Blue Corn Brewery’s head brewer, James Warren.
Blue Corn Brewery’s head brewer, James Warren.

James Warren, the head brewer at Blue Corn Brewery in Santa Fe, came onboard just over a year ago after working on the East Coast at the New England Brewing Company. “There isn’t as big of a beer culture here as there is in the Northeast,” says Warren. “But in a way because the beer culture is so new it gives us more freedom to experiment. I came here because I wanted to be adventurous and get customers to try new things. I’m making sour beers and getting my customers to expand their palettes. ”

New Mexico’s craft breweries are largely clustered in Albuquerque and Santa Fe, but there is some seriously good stuff being brewed elsewhere, and festivals make it easy for visitors to get a taste. Jackson tells me about Comanche Creek Brewing Company, a family-owned microbrewery set in a log cabin nestled at 8,500 feet in the Sangre de Cristo Mountains just outside of Eagle Nest. Those who make the trek are rewarded with stellar views from the patio and beers such as Homestead Amber Ale, which is made in the traditional German old style to give it a sweet maltiness and mellow hop flavor.

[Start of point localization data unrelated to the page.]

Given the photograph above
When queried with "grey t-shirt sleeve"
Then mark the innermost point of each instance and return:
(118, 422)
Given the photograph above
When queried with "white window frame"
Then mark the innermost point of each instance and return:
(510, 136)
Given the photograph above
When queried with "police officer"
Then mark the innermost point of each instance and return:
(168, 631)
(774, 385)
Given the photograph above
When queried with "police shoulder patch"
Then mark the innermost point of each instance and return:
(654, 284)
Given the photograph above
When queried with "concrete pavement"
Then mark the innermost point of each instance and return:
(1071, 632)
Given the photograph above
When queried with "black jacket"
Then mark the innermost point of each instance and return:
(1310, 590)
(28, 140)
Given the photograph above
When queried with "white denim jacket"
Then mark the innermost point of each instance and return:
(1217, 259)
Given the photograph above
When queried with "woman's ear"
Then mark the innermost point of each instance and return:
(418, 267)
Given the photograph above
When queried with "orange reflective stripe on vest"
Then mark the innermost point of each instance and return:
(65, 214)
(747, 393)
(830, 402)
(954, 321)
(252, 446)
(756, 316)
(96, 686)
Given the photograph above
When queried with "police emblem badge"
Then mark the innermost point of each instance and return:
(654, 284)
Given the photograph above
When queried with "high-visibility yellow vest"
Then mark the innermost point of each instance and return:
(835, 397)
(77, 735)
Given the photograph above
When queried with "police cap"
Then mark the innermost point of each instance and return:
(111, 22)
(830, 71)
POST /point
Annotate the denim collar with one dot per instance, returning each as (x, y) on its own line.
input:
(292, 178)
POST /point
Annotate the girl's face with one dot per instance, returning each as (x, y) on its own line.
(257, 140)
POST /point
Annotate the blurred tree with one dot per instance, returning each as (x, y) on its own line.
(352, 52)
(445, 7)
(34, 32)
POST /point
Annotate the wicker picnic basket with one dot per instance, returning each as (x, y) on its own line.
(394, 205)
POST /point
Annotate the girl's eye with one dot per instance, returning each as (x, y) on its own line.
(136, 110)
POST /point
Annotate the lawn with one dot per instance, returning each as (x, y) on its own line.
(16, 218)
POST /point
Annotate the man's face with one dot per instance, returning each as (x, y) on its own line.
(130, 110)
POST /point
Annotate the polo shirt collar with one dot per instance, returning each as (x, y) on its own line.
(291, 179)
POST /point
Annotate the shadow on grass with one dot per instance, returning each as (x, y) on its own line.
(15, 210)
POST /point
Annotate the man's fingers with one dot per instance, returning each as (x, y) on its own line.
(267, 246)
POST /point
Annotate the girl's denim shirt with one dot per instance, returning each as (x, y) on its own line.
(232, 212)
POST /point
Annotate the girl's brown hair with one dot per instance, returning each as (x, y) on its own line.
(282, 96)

In Taos, Eske’s Brew Pub is known for its festive outdoor beer garden, live music and popular Green Chile Beer.
In Taos, Eske’s Brew Pub is known for its festive outdoor beer garden, live music and popular Green Chile Beer.

In Taos, Eske’s Brew Pub is housed in a nearly 100-year-old adobe home and has become known for its live music and Southwestern pub food — and for showcasing the state’s best craft beers alongside its own microbrews, including its popular Green Chile Beer. Road-trippers making the drive from Taos to Santa Fe are now making a point to stop at Blue Heron Brewery, which lies just 50 minutes north of Santa Fe along Highway 68 in Rinconada. Residents of Taos have been known to make the 20-minute drive just to refill growlers of the seasonal Autumn Sun, a light ale brewed with local hops, or the super smooth La Llorona Scottish ale. And then there’s Monastery of Christ in the Desert, a Benedictine monastery in the tiny town of Abiquiu near where Georgia O’ Keeffe once lived. The monks grow their hops to brew beers under the Abbey Beverage Company, which can be sampled in the on-site taproom.

After a few days of brewery hopping, I can understand why my beer-nerd friends talk about New Mexico in whispers. Tasting the beers, talking to the brewers, you feel as if you’ve discovered a new beer frontier. There’s an energy and excitement in the craft beer community here that will only continue to grow, and I’m sure by my next visit at least a dozen new breweries will have popped up. For now, I can only savor one last pint of Marble’s Imperial Red and ponder how I’ll be able to get my hands on more of it when I get back home.